The DoD Chesapeake Bay Program aims to protect the Chesapeake for military readiness, for our communities, and for future generations. DoD installations encompass 400,000 acres across the region, making up approximately one percent of the Chesapeake Bay watershed, and participation in efforts such as Clean the Bay Day demonstrates the Navy’s commitment to environmental stewardship.
In 2019 (the 2020 event was cancelled due to COVID-19), volunteers picked up an estimated 425 pounds of trash, much of it comprising Styrofoam and plastic bottles. The biggest items removed were two tires, a cooler, and a crab pot. The most unusual item was a workout bench.
“Since we started in 2014, we’ve collected an average of 500 pounds an event, so we’ve probably cleaned up about 3,000 pounds of trash [from Pax River’s beaches],” said Capt. Molly Boron, PMA-208 program manager, and organizer of the Pax event.
While the wind and tide washes some of the debris up onto Pax River’s shorelines, a certain amount originates from users onboard the station.
“Discarded fishing gear, worm containers, shotgun shells, plastic and polystyrene coolers, plastic cups, large capacity liquid containers, and even broken furniture are some of the recurring trash items found on our shoreline,” Boron noted. “These items disrupt and harm local waterfowl, fish and turtle nesting. Consumption of small plastics fills the stomachs of wildlife, and they may eventually starve to death [from malnutrition]. Additionally, fishing line and crabbing gear can entangle, snare and ultimately kill both birds and marine life.”

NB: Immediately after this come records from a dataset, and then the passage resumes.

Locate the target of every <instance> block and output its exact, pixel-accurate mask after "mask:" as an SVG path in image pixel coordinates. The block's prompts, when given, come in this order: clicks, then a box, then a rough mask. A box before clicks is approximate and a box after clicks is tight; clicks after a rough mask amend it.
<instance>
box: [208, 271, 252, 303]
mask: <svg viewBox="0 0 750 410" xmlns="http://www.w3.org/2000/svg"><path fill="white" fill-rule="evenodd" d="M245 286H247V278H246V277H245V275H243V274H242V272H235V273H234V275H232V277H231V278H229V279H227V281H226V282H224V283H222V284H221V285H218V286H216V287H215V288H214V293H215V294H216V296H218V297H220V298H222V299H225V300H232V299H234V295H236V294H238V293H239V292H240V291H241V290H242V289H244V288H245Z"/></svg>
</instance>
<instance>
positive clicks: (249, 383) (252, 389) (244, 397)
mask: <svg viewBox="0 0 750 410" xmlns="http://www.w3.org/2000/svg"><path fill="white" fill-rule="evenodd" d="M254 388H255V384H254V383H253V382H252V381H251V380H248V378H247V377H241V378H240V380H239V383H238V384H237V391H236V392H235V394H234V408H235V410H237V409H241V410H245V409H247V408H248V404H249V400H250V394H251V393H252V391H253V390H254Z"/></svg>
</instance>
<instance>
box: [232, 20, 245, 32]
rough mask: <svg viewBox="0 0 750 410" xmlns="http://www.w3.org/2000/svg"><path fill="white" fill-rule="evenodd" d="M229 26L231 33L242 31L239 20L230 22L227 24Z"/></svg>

According to the Environmental Protection Agency, mismanaged trash can travel throughout the world’s rivers and oceans and harm physical habitats, transport chemical pollutants, threaten aquatic life and wildlife, and interfere with human uses of river, marine and coast environments.
“This region prides itself in a ‘salt life’ culture, the luxury of enjoying clean beaches, eating what’s pulled from our local waters, and water sports that assume ecologically stable bodies of water,” Boron added. “Responsible use and care of these natural resources is everyone’s responsibility, and whether realized or not, is in everyone’s best interest.”
Locations to be cleaned up will include the shoreline at East Patuxent Basin, Fishing Point, the Beach House, Hog Point, and Cedar Point Beach pavilion.
“Because some of the shoreline needing attention is in high grass, I recommend volunteers wear long pants, sturdy shoes, and gloves,” Boron said. “They’ll already be wearing smiles because they’ll know they’re actively doing something to beautify our environment and protect the natural habitat from a negative ecological cycle.”
Clean the Bay Day will take place on Tuesday, June 1 from 3:30-5:30 p.m.; Wednesday, June 2 from 7-8:30 a.m.; and Thursday, June 3 from 3:30-5:30 p.m. To volunteer, or for more information, contact Boron at email@example.com, or Chief Yeoman Priscilla Nelson at 301-995-7064.
The Chesapeake Bay Foundation states that 18 million people live, work and play in the Chesapeake Bay watershed and each of us directly affects the local streams, rivers and bay. What will your impact be?